Braddock, mourant, ordonne à Washington de rejoindre camp de
Dunbar. Washington parvient à regrouper quelques officiers valides
et à former une arrière-garde à peu près
solide qui permet à de nombreux survivants de quitter les lieux
en abandonnant les morts, une partie des blessés, l’artillerie,
le Train.
Pour ceux qui sont restés en arrière, c’est la fin.
Les Canadiens et les Amérindiens se ruent sur le champ de bataille
en hurlant. Les survivants sont achevés et scalpés (par
les Amérindiens, certes, mais aussi par des Canadiens et même
quelques Français). Certains malheureux périront abominablement
torturés.
De l’aveu même de Dumas, « le pillage fut horrible
». Finalement il parvient à faire ramener ses blessés
et détruire les canons et barils de poudre britanniques avec
la poignée d’hommes qu’il contrôle encore.
Inquiet d’une possible contre-attaque, il les regroupe à
2km en arrière. Le lendemain, malgré cette écrasante
victoire, Dumas ne peut rien faire pour l’exploiter. Les pillards
se sont enivrés toute la nuit et sont dans l’incapacité
de se battre. La plupart des Amérindiens ont quitté le
champ de bataille avec leur butin. Dumas n’a pas assez d’hommes
pour lancer la poursuite et décide donc de s’en retourner
à Fort Duquesne.
Les
Britanniques sont loin de penser à une contre-attaque En fait,
ils sont en pleine déroute. Terrorisés à l’idée
d’être rattrapés par les Amérindiens, ils
marchent toute la nuit et toute la journée. En 30h, sans pause,
ils couvrent près de 100km. Le 12, ils rejoignent Dunbar Le 13,
Braddock meurt de sa blessure. Reprendre la campagne n’est pas
envisageable. Munitions et ravitaillement sont détruits avant
de repartir vers Fort Cumberland, atteint le 17.

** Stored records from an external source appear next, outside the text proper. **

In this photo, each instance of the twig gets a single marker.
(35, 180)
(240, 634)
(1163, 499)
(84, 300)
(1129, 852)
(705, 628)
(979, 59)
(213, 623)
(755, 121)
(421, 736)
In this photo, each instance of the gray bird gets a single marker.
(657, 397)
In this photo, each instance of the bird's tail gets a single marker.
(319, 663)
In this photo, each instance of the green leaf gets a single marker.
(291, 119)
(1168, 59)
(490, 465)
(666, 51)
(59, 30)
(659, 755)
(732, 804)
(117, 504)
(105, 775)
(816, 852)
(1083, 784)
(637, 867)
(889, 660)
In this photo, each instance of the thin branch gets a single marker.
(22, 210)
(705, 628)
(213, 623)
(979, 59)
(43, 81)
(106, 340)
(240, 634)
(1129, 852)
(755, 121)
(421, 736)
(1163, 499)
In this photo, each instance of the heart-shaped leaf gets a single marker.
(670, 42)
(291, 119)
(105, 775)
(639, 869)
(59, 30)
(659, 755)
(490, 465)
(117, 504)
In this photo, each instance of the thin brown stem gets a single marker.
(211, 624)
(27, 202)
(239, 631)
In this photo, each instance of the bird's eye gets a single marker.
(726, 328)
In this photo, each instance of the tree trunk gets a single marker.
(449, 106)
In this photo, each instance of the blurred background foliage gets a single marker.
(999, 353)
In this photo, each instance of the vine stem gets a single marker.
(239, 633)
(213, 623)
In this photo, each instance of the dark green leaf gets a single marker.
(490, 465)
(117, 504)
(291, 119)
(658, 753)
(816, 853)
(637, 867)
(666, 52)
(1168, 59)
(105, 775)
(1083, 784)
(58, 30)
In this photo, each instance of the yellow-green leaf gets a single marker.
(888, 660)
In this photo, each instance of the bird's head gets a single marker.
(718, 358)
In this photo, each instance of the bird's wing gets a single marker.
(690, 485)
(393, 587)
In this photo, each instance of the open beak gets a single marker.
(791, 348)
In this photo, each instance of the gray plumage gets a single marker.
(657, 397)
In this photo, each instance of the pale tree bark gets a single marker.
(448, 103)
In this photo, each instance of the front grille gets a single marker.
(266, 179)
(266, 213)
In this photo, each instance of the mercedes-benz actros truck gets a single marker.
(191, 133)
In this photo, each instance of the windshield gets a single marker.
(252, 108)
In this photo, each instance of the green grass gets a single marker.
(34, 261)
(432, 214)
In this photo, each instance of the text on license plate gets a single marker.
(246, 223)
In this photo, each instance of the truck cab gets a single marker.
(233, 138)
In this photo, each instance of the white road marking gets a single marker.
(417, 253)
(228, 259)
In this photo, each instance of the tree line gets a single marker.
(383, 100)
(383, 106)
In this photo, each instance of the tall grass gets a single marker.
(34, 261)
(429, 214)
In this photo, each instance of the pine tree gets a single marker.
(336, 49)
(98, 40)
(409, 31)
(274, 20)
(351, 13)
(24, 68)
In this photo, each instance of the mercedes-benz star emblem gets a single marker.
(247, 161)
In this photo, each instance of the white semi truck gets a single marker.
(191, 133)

Sur 1200/1300 hommes engagés les Britanniques en ont perdu près
d’un millier dont la moitié de tués. 75% des officiers
ont été tués ou blessés. Toute l’artillerie
et le train de combat ont été perdus. De leur côté,
les Français et leurs alliés ont perdu 23 tués
(dont 15 Amérindiens) et 20 blessés (dont 12 Amérindiens).
De cette terrible défaite les Britanniques retiennent une leçon
: leurs troupes ne sont absolument pas préparées à
la guerre telle qu’elle se pratique en Amérique du Nord,
loin des champs de bataille européens. Mais ils sauront s’en
souvenir et bientôt de nouvelles troupes d’infanterie légère,
mieux adaptée au terrain verront le jour.